McDonald’s is set to profit modestly from its $5 meal deal, though the profit margins are expected to be between 1% and 5%, translating to roughly $0.05 to $0.25 for each bundle sold, according to restaurant analyst Mark Kalinowski.

Kalinowski noted that this promotion is aimed at attracting inflation-weary consumers back to the restaurant, with the hope that they will make additional purchases beyond the $5 offering.

However, the profitability of this deal hinges on various factors including ingredient costs, labor, and overhead expenses. Arlene Spiegel, president of consulting firm Arlene Spiegel & Associates, indicated that the $5 meal deal is “more promotional than profitable.”

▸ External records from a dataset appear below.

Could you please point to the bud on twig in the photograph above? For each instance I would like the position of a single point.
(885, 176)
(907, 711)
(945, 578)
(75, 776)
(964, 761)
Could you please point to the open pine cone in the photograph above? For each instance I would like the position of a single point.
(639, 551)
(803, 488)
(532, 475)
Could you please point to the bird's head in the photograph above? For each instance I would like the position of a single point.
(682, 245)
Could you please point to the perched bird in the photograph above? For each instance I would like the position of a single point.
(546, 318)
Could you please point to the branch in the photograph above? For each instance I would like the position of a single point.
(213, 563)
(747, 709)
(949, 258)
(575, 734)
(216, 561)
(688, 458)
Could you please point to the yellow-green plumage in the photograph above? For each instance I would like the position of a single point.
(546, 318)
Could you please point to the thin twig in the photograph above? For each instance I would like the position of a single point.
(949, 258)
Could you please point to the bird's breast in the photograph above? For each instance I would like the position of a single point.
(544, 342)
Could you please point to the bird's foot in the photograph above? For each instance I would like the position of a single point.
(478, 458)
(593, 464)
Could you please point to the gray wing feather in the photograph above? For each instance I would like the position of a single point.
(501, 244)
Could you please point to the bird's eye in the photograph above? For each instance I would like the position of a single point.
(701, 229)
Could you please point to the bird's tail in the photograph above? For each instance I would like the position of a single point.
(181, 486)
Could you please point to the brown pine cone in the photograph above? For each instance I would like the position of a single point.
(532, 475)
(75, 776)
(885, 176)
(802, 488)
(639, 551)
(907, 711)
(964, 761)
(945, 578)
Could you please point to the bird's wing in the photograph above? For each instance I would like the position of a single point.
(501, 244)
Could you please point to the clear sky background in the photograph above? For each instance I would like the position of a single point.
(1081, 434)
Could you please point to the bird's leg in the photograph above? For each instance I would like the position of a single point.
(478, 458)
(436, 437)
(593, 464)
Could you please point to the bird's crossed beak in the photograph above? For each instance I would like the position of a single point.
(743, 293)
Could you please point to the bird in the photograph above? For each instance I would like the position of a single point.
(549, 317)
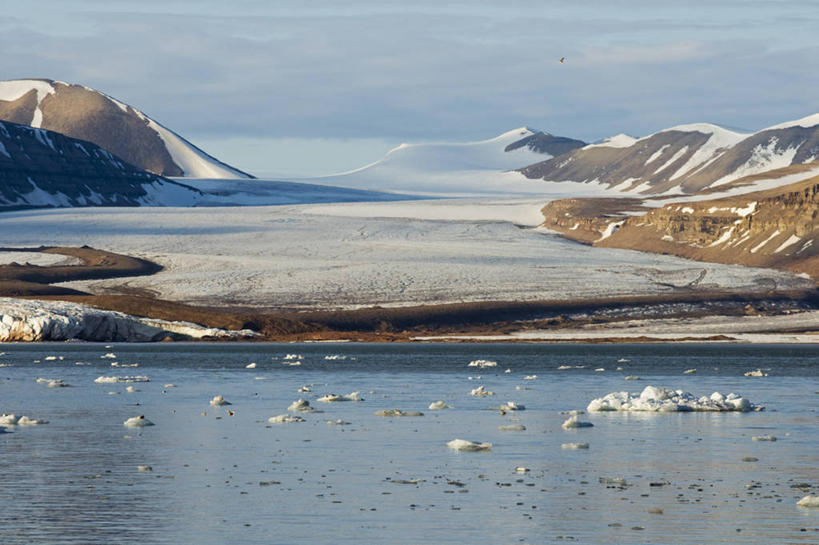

Despite bringing customers into the restaurant, it doesn’t guarantee that franchisees will benefit financially. Approximately 95% of McDonald’s locations are franchisee-owned, meaning these owners set their own prices and manage additional expenses such as rent, insurance, permits, and taxes.

In May, Joe Erlinger, McDonald’s U.S. president, stated that franchisees implement promotional deals like the $5 meal to offset overhead costs. However, Spiegel remarked that the bundle functions more as a “loss leader to capture and re-capture guests.” After considering the extra costs related to labor, packaging, condiments, delivery, and marketing, owners often find that they eliminate any potential profits from the deal.